Quand c’est le père biologique qui entame la procédure de filiation pour son enfant né pendant les fiançailles, il y arrive facilement. Mais si c’est la mère qui le fait car le fiancé le refuse, c’est la galère.

Pourquoi la mère ne demande-t-elle pas que le fiancé se soumette à un test ADN ?

On pense que c’est possible car c’est LA SOLUTION. La réalité en est loin.

2004, réforme du Code de la Famille. Les hommes étaient furieux: ils pensaient que ce test est une obligation pour déterminer la paternité dans le cadre de relation hors mariage. «C’est injuste, tout homme risque de se faire coller une grossesse». Si c’était le cas, les hommes seraient prudents, se protègeraient et protègeraient leurs partenaires sexuelles.

Le test ADN ne peut s’effectuer que dans le laboratoire de la Gendarmerie Royale à Rabat et celui de la Police Scientifique à Casablanca. La mère de l’enfant doit faire la demande auprès du juge et doit prouver qu’elle a été fiancée de façon traditionnelle. Si le juge accepte, elle paye le test (à partir de 3.000 DH). 

Pire: si une femme enceinte porte plainte contre son partenaire, il est jugé pour fornication ou pour l’avoir déflorée. A sa sortie de prison, la loi ne l’oblige pas à reconnaître son enfant, puisqu’il est illégitime.

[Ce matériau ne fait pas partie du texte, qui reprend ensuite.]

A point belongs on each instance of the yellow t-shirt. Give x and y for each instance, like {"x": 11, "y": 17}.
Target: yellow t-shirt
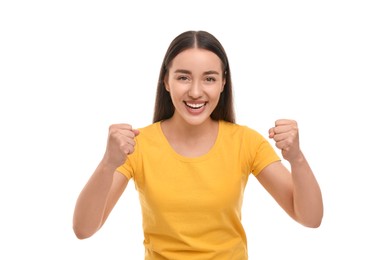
{"x": 191, "y": 207}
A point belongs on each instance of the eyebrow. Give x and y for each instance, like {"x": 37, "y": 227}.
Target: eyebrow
{"x": 209, "y": 72}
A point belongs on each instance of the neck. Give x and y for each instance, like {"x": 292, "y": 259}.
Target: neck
{"x": 182, "y": 130}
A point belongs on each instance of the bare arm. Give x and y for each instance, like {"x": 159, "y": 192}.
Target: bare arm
{"x": 105, "y": 186}
{"x": 297, "y": 192}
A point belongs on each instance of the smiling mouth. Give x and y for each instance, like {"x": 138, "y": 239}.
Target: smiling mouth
{"x": 195, "y": 105}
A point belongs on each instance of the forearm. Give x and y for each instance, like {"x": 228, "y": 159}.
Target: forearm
{"x": 90, "y": 206}
{"x": 308, "y": 205}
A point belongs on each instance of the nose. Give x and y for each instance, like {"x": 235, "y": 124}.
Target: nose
{"x": 195, "y": 91}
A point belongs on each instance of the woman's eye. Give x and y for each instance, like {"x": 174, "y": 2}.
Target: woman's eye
{"x": 182, "y": 78}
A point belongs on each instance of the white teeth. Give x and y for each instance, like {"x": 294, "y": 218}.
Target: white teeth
{"x": 195, "y": 106}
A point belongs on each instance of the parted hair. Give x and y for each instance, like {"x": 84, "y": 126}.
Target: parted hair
{"x": 163, "y": 108}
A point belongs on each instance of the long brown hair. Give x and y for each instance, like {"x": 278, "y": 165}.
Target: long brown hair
{"x": 163, "y": 108}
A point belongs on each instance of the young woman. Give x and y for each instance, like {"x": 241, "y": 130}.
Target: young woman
{"x": 191, "y": 165}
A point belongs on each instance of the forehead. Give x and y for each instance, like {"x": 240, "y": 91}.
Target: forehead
{"x": 193, "y": 59}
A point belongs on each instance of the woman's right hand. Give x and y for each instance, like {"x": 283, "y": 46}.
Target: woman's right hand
{"x": 120, "y": 143}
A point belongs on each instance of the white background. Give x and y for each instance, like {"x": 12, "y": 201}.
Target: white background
{"x": 69, "y": 69}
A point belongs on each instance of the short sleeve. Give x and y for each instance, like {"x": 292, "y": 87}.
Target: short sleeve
{"x": 261, "y": 152}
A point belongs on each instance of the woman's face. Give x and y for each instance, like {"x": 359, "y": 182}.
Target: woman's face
{"x": 195, "y": 81}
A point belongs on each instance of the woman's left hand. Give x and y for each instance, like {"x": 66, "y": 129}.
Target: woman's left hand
{"x": 286, "y": 136}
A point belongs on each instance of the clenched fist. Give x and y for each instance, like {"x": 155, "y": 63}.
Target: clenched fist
{"x": 120, "y": 143}
{"x": 286, "y": 136}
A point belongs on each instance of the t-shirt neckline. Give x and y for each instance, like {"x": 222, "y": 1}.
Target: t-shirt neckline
{"x": 202, "y": 157}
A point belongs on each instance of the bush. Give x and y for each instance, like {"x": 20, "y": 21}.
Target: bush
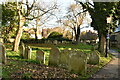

S’il n’y a pas eu fiançailles et que la mère dépose plainte au commissariat contre son partenaire pour qu’il reconnaisse l’enfant, elle est transférée chez le procureur. Le couple est jugé pour fornication (art. 490). La loi reconnaît que le partenaire est le père de l’enfant. A sa sortie de prison, il n’a pas d’obligation de reconnaître son enfant car il est illégitime.

Le plus scandaleux? En cas de grossesse après un viol, le test ADN ne sert qu’à prouver l’identité du violeur. A sa sortie de prison, il ne reconnaît pas l’enfant car il est illégitime. Insensé! 

2017, Tanger. Un juge du tribunal de première instance, audacieux, reconnaît, pour la première fois, la filiation parentale à un enfant né hors mariage, à partir d’un test ADN. Mais le jugement a été annulé par la Cour d’appel. La mère a saisi la Cour de cassation, qui vient de refuser sa requête. Un espoir de jurisprudence pulvérisé. Un choc, un traumatisme pour tous les militants de la démocratie et des droits des êtres humains.

La position de l’Etat est en contradiction avec la Convention Internationale des droits de l’enfance et de la Constitution qui stipule que «l’État assure une égale protection juridique et une égale considération sociale et morale à tous les enfants, quel que soit leur statut familial».

Un enfant ne demande pas à naître, ne choisit pas ses parents. C’est un innocent qui doit être protégé comme tout citoyen. L’Etat en fait un sous-citoyen.

Les naissances hors mariage augmentent dans une population dont le tiers est âgée de 15 à 35 ans, un âge de pleine puissance sexuelle. On estime à plus de 100 enfants naturels qui naissent par jour, sans compter les avortements clandestins. L’âge du mariage recule: 26 ans pour les femmes, 32 pour les hommes. L’allongement du célibat favorise la sexualité prémaritale et les grossesses chez une jeunesse sans éducation sexuelle: les filles sont insouciantes et les garçons pensent que la contraception est une affaire de femme. 

Ces enfants seront taxés d’illégaux toute leur vie avec toutes les répercussions sur leur équilibre, alors que leurs pères sont reconnus par la loi. L’Islam condamne sévèrement l’inceste. Priver un enfant de sa filiation paternelle augmente les risques d’inceste !

Une aberration contraire aux préceptes du Coran qui dit, en parlant des enfants adoptés: «appelez ces enfants adoptifs du nom de leurs pères, ce sera plus juste auprès de Dieu. Mais si vous ne connaissez pas leurs pères, ils sont vos frères en religion. Ils sont des vôtres. » (Al ahzab ; 33 : 5) Oui, ils sont des nôtres et nous les méprisons!

C’est inhumain, inadmissible dans le Maroc du XXIe siècle, de faire fi de l’expertise médicale et de ne pas garantir à tous les enfants l’identité de leur père pour éviter d’en faire des parias.